Tonta, bunun (belki de şimdilik) mümkün olmadığını şu sözlerle ifade etmektedir: “Bilgi toplamak, işlemek ve bir yerden bir yere iletmek için geliştirdiğimiz bilgi ve iletişim teknolojilerinin gelişmiş olması, bilgi kaynaklarının çok küçük bilgisayar yongaları (chips) üzerine depolanması ve hatta söz konusu yongaların insan beyninin bir uzantısı haline getirilmesi bilgi erişim sorununun çözümü için yeterli değildir. Çünkü kayıtlı bilgilere bir şekilde erişim sağlamak gerekmektedir. Bilgi erişim ise çoğu zaman, bilgi ihtiyacımızı tanımladığımız terimler ile bu ihtiyacımızı karşılaması muhtemel belgelerde geçen terimlerin eşleştirilmesine dayanmaktadır. Bu eşleştirme süreci ise henüz çok iyi anlaşılamadığından mükemmel bir biçimde işlememektedir. Bu bakımdan bilgi erişim sorununu çözmek üzere geliştirdiğimiz bilgi teknolojileri ve entelektüel erişimi kolaylaştıran dizinleme ve sınıflama sistemleri henüz bilgi erişim sorununa çözüm bulmaktan uzaktır.” (Tonta, 2001: 203)

48

İhtiyaç duyulan bilginin erişiminde, günümüz teknolojileri insan beyninin işleyişini tam olarak taklit edemiyorsa, belki de insanın bizzat kendisinin hangi bilgiye ihtiyacı olduğunu belirleyebilmesini ve hangi kaynakları kullanarak bu bilgilere erişebileceğini öğrenmesini sağlayacak olan daha hızlı ve etkili çözüm yolları bulunması gerekmektedir.11

Öte yandan, insanlar, kendilerini geliştirebilmeleri için yaşamları boyunca kullanacakları teknolojilere her geçen gün bir yenisi eklendiği düşünüldüğünde, yaşanan gelişmelerin gerisinde kalmamak adına bu değişimlere ayak uydurabilmek zorundadırlar. Bunun için bireylerin bilgiye erişim konusunda bazı bilgi ve becerilere sahip olması gerekmektedir. Bu bağlamda, bireylerin çağdaş bilgi toplumunun işlevsel üyeleri olabilmeleri için; özgür, bağımsız ve katılımcı bir kişilik oluşturabilmelerinin yanı sıra empati kurabilen, eleştirel düşünebilen ve nesnel/tarafsız bakış açısına sahip olan kişiler olarak bu becerilerini geliştirilebilmeleri son derece elzemdir.

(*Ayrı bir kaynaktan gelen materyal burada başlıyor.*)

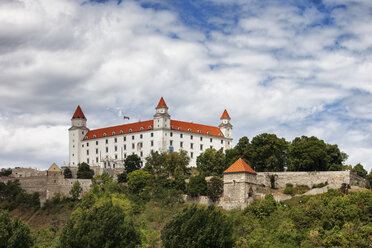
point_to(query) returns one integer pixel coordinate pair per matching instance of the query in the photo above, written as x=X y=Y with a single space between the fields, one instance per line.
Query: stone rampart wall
x=334 y=178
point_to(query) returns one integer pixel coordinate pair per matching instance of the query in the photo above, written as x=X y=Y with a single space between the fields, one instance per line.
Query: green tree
x=198 y=227
x=156 y=163
x=14 y=233
x=269 y=152
x=359 y=170
x=308 y=154
x=211 y=162
x=67 y=173
x=177 y=161
x=100 y=226
x=84 y=171
x=76 y=190
x=197 y=186
x=138 y=180
x=215 y=188
x=132 y=162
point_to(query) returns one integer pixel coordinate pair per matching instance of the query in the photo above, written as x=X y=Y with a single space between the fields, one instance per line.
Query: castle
x=108 y=147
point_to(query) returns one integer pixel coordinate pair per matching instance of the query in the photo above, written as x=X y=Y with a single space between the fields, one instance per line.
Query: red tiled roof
x=240 y=166
x=144 y=125
x=225 y=115
x=162 y=104
x=78 y=113
x=196 y=128
x=121 y=129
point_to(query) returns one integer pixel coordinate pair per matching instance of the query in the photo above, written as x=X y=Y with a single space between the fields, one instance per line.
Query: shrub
x=198 y=227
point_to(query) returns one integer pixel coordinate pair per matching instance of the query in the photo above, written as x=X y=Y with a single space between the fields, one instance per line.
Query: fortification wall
x=334 y=178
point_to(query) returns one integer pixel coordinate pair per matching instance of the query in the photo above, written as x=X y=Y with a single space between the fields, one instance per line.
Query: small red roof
x=162 y=104
x=240 y=166
x=225 y=115
x=78 y=113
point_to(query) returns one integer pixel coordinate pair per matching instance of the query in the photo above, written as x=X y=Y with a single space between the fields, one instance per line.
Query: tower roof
x=240 y=166
x=162 y=104
x=225 y=115
x=78 y=113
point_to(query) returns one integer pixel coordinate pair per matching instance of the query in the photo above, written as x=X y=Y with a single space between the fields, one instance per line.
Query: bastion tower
x=77 y=132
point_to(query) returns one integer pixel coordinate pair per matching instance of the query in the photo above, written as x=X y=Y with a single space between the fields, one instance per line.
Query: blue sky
x=286 y=67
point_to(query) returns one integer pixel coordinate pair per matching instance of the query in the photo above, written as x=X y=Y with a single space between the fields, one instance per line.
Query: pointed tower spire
x=162 y=104
x=78 y=113
x=225 y=115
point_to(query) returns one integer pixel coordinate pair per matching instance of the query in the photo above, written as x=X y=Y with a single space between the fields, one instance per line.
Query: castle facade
x=108 y=147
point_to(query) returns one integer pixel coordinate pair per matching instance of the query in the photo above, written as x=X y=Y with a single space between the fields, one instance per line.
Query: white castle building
x=108 y=147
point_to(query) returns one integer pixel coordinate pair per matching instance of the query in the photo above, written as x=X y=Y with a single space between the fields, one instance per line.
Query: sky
x=288 y=67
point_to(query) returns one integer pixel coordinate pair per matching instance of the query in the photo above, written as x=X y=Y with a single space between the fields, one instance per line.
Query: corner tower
x=77 y=131
x=225 y=126
x=161 y=117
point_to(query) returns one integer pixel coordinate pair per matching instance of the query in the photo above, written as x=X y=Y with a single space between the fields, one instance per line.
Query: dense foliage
x=13 y=196
x=84 y=171
x=103 y=226
x=14 y=233
x=198 y=227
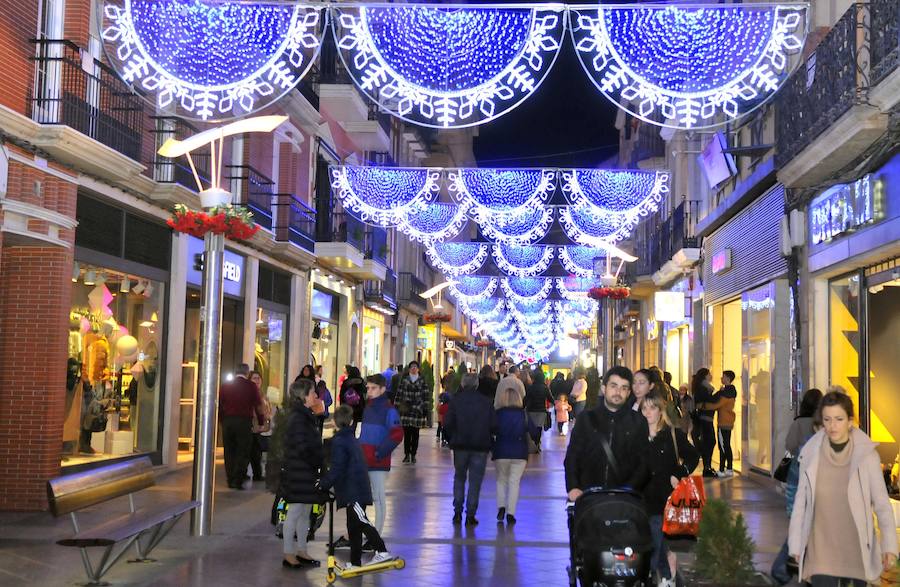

Son dönemlerde dikkat çeken yaşam boyu öğrenme, eleştirel ve yaratıcı düşünme, öğrenmeyi öğrenme ve bilgi (enformasyon) okuryazarlığı gibi kavramlar öğrenme odaklı yaşam tarzı ve bilgiye erişim ile ilgili sorunların çözümüne yönelik olarak ortaya çıkmıştır.12 Bu kavramları incelemek, bilgiye erişimin etkin şekilde sağlanabilmesine yönelik kazanılması gereken becerileri daha yakından inceleme olanağı sağlayacaktır.

11 Bu anlamda yapay zekâ çalışmalarının henüz sürmekte olduğu göz önüne alındığında, şu an ve muhtemelen yakın gelecekte de bilgiye ulaşma, erişme, edinme ve kullanma için bir takım becerilere sahip olmak gerekliliğinin devam edeceği öngörülebilir. İşte bu çağımız toplumunun temel gerekliliklerinden biri olan ve bilgi okuryazarlığı olarak adlandırılan olgudur.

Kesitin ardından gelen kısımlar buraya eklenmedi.